The open kitchen allowed me a view of the fine chefs at work. I admired them, artfully shaking the grease from the fries and sinking frozen onion rings into the hot oil.
"These," I thought to myself, "are clearly men who know and love food. They unmistakably revere fineness while adhering to the masters' philosophy of 'ingredient-driven cuisine.' I wonder which acclaimed institute they were recruited from?" Upon arrival, the salad looked awfully insubstantial, and there was no blue cheese as promised. But at least there were three or four slices of avocado, and the Atlantic salmon was as tasty as any wild varietal. They must have thrown some grade-A fodder into its pen. On the fish was a splendid squirt of mayonnaise.
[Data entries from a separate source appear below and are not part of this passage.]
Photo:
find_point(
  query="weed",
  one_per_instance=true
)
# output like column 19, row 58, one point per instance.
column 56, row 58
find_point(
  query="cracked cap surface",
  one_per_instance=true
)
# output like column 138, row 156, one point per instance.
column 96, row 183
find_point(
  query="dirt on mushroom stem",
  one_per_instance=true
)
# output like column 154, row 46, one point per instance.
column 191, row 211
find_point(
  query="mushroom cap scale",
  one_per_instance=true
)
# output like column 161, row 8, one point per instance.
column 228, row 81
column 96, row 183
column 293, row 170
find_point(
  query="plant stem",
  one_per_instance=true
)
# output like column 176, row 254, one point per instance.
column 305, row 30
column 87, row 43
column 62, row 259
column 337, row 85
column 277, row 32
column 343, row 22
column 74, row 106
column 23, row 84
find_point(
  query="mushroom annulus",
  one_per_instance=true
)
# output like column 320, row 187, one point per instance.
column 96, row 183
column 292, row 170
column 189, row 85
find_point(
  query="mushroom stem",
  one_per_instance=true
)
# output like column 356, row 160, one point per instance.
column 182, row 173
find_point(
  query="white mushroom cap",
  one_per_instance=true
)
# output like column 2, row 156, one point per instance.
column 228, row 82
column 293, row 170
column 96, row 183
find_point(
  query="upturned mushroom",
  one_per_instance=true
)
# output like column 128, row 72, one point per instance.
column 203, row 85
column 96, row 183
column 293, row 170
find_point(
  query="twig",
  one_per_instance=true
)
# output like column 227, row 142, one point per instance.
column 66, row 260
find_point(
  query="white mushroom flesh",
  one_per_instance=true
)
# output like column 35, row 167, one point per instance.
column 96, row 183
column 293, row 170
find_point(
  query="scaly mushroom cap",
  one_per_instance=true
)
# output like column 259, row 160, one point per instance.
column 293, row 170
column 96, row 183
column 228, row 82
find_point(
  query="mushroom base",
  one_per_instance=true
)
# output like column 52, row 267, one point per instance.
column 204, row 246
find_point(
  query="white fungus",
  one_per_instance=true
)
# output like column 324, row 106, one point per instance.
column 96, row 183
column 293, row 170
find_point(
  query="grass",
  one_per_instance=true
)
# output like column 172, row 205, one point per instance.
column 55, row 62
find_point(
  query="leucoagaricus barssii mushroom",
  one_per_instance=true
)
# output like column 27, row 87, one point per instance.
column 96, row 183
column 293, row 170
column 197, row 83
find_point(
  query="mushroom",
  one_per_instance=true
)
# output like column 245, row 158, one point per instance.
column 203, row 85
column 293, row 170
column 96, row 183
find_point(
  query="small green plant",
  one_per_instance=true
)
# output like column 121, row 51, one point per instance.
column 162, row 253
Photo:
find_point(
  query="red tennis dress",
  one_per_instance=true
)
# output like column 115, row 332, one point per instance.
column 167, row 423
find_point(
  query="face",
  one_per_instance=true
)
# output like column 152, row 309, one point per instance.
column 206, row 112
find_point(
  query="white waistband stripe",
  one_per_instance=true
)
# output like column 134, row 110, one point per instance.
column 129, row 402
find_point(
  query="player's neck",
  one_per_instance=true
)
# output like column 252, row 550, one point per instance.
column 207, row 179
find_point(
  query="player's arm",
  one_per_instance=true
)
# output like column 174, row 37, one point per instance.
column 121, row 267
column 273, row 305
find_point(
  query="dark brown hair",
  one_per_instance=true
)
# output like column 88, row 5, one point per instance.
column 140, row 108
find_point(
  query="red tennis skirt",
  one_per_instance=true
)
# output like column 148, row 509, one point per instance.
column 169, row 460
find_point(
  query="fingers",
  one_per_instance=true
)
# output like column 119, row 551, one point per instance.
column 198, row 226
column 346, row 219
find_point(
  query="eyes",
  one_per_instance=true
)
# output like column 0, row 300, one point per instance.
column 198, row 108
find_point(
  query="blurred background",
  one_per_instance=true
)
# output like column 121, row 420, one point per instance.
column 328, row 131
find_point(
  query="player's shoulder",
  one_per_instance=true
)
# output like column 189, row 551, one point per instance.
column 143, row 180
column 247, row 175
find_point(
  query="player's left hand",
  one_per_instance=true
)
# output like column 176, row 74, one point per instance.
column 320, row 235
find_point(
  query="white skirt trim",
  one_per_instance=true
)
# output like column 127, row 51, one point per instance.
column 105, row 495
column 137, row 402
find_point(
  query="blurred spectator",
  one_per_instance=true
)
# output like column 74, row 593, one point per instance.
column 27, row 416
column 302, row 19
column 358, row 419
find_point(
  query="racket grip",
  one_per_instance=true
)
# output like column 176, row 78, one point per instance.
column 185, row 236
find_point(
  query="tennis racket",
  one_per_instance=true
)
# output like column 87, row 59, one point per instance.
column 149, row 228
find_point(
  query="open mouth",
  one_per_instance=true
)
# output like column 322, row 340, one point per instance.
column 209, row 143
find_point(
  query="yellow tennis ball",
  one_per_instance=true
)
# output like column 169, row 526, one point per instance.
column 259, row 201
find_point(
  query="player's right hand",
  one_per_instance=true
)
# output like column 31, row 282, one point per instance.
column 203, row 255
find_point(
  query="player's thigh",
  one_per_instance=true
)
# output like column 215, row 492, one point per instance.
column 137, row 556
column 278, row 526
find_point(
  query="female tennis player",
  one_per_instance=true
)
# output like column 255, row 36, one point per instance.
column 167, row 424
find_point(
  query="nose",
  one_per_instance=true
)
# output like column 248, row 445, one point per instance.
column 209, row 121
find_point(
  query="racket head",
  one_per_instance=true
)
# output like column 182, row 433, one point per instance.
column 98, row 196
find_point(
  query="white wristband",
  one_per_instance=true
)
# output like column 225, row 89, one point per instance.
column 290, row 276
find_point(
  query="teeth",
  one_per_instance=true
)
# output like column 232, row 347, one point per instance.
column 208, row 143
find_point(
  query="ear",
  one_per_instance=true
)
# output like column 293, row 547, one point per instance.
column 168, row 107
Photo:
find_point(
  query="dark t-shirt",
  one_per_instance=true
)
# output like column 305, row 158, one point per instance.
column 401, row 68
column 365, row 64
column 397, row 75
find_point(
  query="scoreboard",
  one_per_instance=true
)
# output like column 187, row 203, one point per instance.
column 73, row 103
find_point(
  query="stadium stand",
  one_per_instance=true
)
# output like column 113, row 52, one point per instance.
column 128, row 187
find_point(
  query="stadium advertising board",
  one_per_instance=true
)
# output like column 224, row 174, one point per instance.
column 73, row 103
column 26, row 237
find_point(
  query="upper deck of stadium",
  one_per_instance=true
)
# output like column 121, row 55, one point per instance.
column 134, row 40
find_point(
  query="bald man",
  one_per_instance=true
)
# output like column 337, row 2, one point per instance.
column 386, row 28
Twelve beers were available, and I ordered a "paddle" of six three-ounce samplers ($6). My beers arrived on a wooden oar in adorable mini beer steins. The Honey Blonde ale had the foamiest head of the lineup and gave a long aftertaste of wheat. Next, I burned my mouth on the super-hopped IPA. The Imperial IPA was less bitter, with deeper flavors, and a bigger portion of alcohol. Comments elude me for the Epiphany ale, a sweet golden beer. The coffee porter delivered a dramatic absence of flavor after its initial kick of espresso. And the Sless stout was still and dark like the tannic backwaters of a Mississippi bayou.
For the road, I got the grilled tofu burger on dark rye ($7.99). I took the sandwich up Mt. Tamalpais on my bicycle. Twenty miles and 2,000 feet straight up will make anything on earth taste good, except for an Iron Springs tofu burger. The greasy patty had been frozen and preheated and tasted like camping food, and the chefs had deemed the dish too excellent for ketchup or mustard. Just pickles.
I ate it anyway, perched on a grassy knoll high above the ocean. Twenty-eight years, I wondered. So many regrets, so many mistakes. Was Iron Springs yet another? I'll wait to taste their barleywine to know.
Iron Springs Brewery, 765-A Center Blvd., Fairfax. Open 4pm to closing, Monday–Thursday; noon to close, Friday–Sunday. 415.485.1005.
Editor's note: Since Alastair's storied 28th, the tofu burger has been removed from the menu. Iron Springs agrees with his assessment and is looking for a better-quality veggie option to replace.